Scalable and efficient data retrieval
- Advanced Vector Stores: For large documentation sets and knowledge bases, consider using scalable vector databases (like Pinecone, Milvus, or Weaviate) instead of in-memory or local stores. These solutions handle millions of documents efficiently and support distributed deployments.
- Intelligent Ranking: Add semantic ranking, metadata filtering, and feedback loops to improve answer accuracy and relevance.
Security, privacy, and access control
- Authentication: Integrate user authentication and authorization to restrict access to sensitive documentation.
- On-premises or cloud deployment: Depending on your privacy requirements, deploy the assistant on your own infrastructure, in a private cloud, or as a managed SaaS.
Performance and hardware considerations
- Scaling up for full fledged application: This demo uses a single markdown file for simplicity and to minimize hardware requirements. For production use—especially with large documentation sets or many users—higher computing power (more RAM, CPU, and optionally GPU) will be necessary.
- Optimized Models: Consider using quantized or distilled models for faster inference, or leverage cloud-based LLM APIs for elastic scaling.
Enhanced user experience
- Rich Answers: Add support for images, diagrams, code highlighting, and clickable links in answers.
- Personalization: Remember user context and preferences to provide tailored responses.
Summary
The idea presented in this tutorial is to have a digital assistant tailored specifically for your project’s guides. You type a question, like “How do I install the app?” or “How do I rollout a deployment?” and the assistant reads through your Markdown documents to find the answer. It’s smart enough to understand your question and pull out just the right information, even if it’s buried deep in a file. It saves you from digging through files yourself, and it works offline, so your private project details stay secure. Whether you’re a manager checking how a feature works or a new team member learning the ropes, this assistant makes your life easier.
While this POC focuses on a single markdown file to showcase the core RAG workflow, the architecture is designed for extensibility. With additional engineering, you can scale this assistant to cover all your documentation, provide intelligent search, and deliver a seamless conversational experience, whether embedded in your docs site, integrated with a chatbot, or deployed as a standalone app.
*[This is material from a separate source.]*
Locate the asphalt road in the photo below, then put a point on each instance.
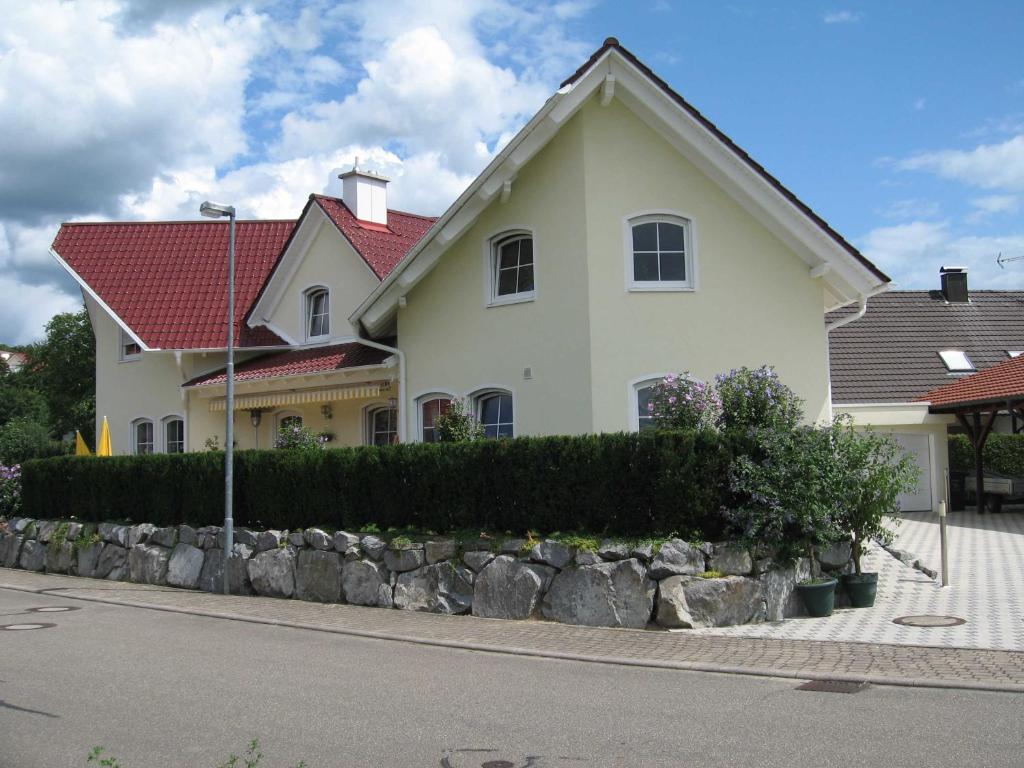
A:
(166, 689)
In summary, this demonstrated how conversational technology can make technical documentation more approachable and useful for everyone. By starting with a simple, interactive CLI demo here, we’ve laid the groundwork for a powerful tool that can grow and adapt per users’ needs. As you iterate and expand on this foundation, you’ll unlock new ways to help users find answers quickly and confidently— shaping the future of intelligent retrieval, one conversation at a time.